In the late 1960s, more than 70 percent of shares were held by individual shareholders. In recent decades, these have been greatly diluted in favor of institutional shareholders, who now own more than 50 percent of the shares – compared to just 20 percent now held individual shareholders.
We have also seen a significant reduction in the average holding period of shares over the last 25 years, while at the same time the weight of passively managed index funds has ballooned to a scale where they might represent 20 percent to 25 percent of the shareholding and have an important say in voting at shareholder meetings. The low fees of these funds mean they do not invest money in analyzing in detail the thousands of companies in which they are invested, yet their support is crucial for activist funds, as their vote can decide whether proposals go ahead or not.
A loss of control
In recent decades there has been a loss of effective shareholder control over the decisions taken by company management, despite growing regulation or the so-called agency problem. This marks activists as a more important cog in the wheel than ever before.
Individual shareholders do not have the resources or financial muscle to monitor company decisions and the sale of shares by an individual shareholder has little impact on the future of the share.
But an activist fund conducts a very detailed analysis of where a company can improve and where there are potential catalysts to increase value.
Weaknesses – such as deterioration in a company’s financial performance or profitability metrics, long-term low share prices, inefficient investments in terms of returns on capital, poor operational management, or lack of transparency and corporate governance – often attract the interest of these investors. While they might typically buy just 1 percent to 3 percent of the company initially, they will spend time and money to be able to make an attractive case for the support of other large shareholders such as pension funds, insurance companies or passive-management funds.
The activist toolkit
Once the areas for improvement have been identified, an attempt to dialogue with the company’s management or board of directors begins. These are usually private contacts. If the company rejects the arguments, the fund will go a step further by making its arguments, or a letter to the board, public. If the disagreement continues, the funds may present proposals at the shareholders’ meeting or formally request the resignation of some directors, seeking seats for the fund instead, from where they will seek to influence management more directly.
This public pressure, as in the recent case of Grifols, often encourages companies to strike deals with such funds.
In the presence of an activist, attempts by companies to deflect attention by dismissing them as opportunists are increasingly less popular with other shareholders or proxy advisors. What is good for an activist is often good for other shareholders, who are increasingly open to supporting such investors, as we saw in the case of the oil company ExxonMobil.
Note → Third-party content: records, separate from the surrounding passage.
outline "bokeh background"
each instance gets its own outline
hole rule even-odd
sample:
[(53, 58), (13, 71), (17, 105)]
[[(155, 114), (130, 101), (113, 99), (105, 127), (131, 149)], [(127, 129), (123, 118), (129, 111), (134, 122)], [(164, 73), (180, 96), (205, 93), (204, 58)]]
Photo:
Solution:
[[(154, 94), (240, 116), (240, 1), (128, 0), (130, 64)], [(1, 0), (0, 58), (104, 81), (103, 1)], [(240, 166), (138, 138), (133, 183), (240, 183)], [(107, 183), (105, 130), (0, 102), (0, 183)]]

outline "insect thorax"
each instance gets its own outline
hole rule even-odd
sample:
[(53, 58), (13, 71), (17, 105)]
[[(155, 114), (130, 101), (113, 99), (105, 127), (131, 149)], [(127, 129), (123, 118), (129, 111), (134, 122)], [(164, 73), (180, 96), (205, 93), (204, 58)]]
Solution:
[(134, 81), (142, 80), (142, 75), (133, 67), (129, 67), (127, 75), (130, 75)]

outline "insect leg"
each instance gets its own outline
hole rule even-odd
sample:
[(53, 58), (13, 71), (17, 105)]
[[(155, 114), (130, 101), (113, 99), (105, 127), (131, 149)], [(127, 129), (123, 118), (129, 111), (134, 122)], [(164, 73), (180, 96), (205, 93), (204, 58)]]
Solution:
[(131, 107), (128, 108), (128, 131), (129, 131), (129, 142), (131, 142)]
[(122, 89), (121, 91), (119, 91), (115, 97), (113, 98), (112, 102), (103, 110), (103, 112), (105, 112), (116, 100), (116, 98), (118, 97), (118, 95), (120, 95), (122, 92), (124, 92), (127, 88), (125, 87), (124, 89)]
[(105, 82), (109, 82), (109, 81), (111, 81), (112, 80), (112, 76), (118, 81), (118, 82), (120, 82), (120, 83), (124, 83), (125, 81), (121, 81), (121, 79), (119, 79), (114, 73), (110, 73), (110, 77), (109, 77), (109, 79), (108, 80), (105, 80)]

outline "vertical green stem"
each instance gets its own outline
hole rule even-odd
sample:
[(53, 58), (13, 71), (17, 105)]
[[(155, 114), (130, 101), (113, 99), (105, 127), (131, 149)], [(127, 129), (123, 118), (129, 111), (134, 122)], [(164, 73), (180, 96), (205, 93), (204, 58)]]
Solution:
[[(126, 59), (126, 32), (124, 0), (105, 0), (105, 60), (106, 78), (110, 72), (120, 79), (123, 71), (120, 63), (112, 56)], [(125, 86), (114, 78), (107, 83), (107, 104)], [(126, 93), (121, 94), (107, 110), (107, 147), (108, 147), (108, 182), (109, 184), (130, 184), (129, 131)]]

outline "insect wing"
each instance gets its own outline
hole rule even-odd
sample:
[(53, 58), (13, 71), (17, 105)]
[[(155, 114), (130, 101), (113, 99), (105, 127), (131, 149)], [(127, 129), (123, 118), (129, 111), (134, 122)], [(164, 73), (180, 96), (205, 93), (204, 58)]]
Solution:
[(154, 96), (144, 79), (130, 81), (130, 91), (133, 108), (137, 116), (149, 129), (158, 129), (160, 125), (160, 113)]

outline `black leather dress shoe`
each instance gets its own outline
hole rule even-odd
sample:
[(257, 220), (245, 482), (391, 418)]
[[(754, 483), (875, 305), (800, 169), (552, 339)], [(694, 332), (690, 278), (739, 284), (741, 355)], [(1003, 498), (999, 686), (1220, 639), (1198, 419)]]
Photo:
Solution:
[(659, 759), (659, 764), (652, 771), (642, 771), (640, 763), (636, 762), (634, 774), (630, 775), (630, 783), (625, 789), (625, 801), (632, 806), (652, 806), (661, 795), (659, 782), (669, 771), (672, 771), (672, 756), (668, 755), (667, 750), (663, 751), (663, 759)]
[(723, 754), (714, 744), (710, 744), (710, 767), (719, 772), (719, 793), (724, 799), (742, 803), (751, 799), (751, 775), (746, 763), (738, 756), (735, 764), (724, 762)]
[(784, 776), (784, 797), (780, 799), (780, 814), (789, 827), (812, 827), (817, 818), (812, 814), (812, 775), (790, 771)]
In the case of P&G, the role of Trian Partners was largely that of a strategic advisor, rather than an investor financially engineering a piecemeal sale of the company, as was the case in the early examples of the 1980s.
Nelson Peltz resigned from the P&G board at the end of 2021. During his tenure, P&G’s share price rose 86 percent against a 50 percent rise in the S&P index. In 2022 the company posted its strongest quarterly sales growth in decades, despite post-pandemic uncertainty. Considering the stock’s poor performance over the previous 10 years, P&G’s thousands of shareholders should carry a picture of Peltz in their wallets.